Ver que não somos uma espécie central
Na biodiversidade da Terra, da qual
Nós temos sido parasitas, na real.

Enquanto um quilombola de onde é oriundo
Batuca e samba pra adiar o fim do mundo,
O ruralista duma escola colonial,
O pecuarista numa escala industrial,
Monocultura e racismo ambiental,
Adiantam o Relógio do Juízo Final.

E como para o homem vai haver escape se
A emissão de gases atingiu um ápice,
E há previsão de que a Amazônia colapse?
E tá na gênese um “Apocalypse Now”,
Em que a temperatura média mundial
Aumenta igual ou mais que um e meio grau?

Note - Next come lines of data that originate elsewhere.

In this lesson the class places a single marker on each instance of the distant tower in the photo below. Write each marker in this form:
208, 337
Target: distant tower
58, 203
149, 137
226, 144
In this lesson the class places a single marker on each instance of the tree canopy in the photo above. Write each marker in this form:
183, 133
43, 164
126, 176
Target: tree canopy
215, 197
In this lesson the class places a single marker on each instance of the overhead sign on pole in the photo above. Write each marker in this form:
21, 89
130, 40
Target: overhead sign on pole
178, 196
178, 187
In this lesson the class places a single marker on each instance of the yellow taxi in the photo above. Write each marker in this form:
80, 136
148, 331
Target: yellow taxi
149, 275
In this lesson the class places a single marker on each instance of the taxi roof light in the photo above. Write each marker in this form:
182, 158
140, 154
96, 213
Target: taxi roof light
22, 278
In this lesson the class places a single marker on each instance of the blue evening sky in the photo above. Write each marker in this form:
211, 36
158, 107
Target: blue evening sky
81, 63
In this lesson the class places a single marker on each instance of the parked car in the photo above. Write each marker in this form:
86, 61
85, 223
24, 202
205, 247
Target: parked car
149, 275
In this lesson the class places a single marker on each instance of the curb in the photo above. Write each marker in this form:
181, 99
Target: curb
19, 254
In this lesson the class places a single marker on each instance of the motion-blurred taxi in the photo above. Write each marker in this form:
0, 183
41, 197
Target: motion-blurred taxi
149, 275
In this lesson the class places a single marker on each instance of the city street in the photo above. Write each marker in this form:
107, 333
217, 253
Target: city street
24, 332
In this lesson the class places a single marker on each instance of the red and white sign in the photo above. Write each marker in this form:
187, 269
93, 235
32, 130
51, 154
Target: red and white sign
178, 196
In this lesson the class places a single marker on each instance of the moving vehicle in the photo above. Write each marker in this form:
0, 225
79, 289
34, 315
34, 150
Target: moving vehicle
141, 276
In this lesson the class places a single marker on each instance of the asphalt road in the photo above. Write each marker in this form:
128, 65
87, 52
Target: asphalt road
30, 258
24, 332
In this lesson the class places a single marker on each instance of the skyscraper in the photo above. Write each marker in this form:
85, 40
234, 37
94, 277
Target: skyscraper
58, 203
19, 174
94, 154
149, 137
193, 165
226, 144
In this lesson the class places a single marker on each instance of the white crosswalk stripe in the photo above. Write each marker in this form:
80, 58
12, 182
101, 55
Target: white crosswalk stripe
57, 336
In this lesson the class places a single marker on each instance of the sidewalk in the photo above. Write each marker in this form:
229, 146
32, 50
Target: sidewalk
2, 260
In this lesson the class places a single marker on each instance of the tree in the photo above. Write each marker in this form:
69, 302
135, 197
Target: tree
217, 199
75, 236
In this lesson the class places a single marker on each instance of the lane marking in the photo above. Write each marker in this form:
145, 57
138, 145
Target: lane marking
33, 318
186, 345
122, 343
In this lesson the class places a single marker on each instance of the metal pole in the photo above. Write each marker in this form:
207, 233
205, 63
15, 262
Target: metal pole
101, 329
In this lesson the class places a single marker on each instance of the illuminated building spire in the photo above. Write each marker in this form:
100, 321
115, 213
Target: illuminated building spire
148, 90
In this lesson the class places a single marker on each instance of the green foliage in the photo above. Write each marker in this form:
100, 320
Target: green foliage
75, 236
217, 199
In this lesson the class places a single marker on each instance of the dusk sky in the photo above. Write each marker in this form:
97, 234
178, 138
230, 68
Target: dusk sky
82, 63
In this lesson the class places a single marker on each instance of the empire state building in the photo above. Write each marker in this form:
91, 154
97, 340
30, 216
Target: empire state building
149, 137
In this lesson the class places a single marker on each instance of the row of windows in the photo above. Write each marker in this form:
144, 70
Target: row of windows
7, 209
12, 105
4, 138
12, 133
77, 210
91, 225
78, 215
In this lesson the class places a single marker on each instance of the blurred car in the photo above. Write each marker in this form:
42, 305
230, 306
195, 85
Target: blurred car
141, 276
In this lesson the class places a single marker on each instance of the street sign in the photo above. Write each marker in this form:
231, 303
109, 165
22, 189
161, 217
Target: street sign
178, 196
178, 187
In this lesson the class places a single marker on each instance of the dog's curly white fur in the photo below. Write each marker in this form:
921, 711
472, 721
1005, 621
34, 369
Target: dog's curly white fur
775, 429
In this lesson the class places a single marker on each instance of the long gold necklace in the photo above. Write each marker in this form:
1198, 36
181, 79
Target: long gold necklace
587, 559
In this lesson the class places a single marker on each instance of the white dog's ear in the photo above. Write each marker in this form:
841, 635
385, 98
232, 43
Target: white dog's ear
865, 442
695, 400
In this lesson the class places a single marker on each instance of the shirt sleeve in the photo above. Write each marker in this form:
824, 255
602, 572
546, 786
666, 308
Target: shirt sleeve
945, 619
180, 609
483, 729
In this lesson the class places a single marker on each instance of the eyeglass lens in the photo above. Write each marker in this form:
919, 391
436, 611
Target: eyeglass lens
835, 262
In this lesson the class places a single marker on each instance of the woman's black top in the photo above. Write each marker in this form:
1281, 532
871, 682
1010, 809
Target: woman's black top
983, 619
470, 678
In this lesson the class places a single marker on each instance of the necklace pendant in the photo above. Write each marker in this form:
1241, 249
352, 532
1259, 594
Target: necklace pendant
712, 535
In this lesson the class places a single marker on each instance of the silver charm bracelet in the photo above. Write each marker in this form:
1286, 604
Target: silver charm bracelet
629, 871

Enquanto um cientista de um labor fecundo
Emite alertas pra adiar o fim do mundo,
Negacionistas do aquecimento global,
Negociantes do petróleo, do pré-sal,
Fiéis à fé neoliberal do capital,
Aceleram o Relógio do Juízo Final.

Quando é que vamos acordar em quanto é vão
Um crescimento que produz destruição?
Que não há redenção sem distribuição,
Sem queda na desigualdade social
E na pegada de carbono atual,
E sem um “bem viver” em um “novo normal”?

Enquanto uma ativista foda, que vai fundo,
Protesta e luta pra adiar o fim do mundo,
A companhia múlti, pan, transnacional,
Qual o sinistro antiministro ambiental,
Qual o grileiro, o garimpeiro ilegal,
Acelera o Relógio do Juízo Final.

Pensando nisso tudo, em hora tão dramática,
Temendo nossa sina trágica e errática,
Me assombra a sombra de uma mutação climática
E duma guerra cibernética fatal,
Dum uso mau da inteligência artificial
E dum conflito nuclear final, total.

Se tudo, entanto, pode estar por um segundo,
Eu canto cantos pra adiar o fim do mundo,
Pra me reconectar à mãe original,
Recontactar minha memória ancestral
E ter o júbilo de estar vivo afinal,
Atrasando o Relógio…
Atrasando o Relógio…
Atrasando o Relógio… do Juízo Final.

Outros Sons


Do Álbum “Poesia” de 2018

Num ritmo, num signo
Ígneo
De erres e orras
De esses e zorras
Num rito em urros
Risos, sussurros
Retecnizada
A tribo
Se desencerra
Na Terra

Rataplãs retumbantes, tantãs, tumbadoras, tambores
Sacra, sã sangração, sagra o clã em clamantes louvores

Em danças, transas, transes
Felizes e velozes
Vorazes e ferozes

Oh yeahvoé shazam!

bababadalgharaghtakamminarronnkonnbronntonnerronntuonnthunntrovarrnawnskawn […] !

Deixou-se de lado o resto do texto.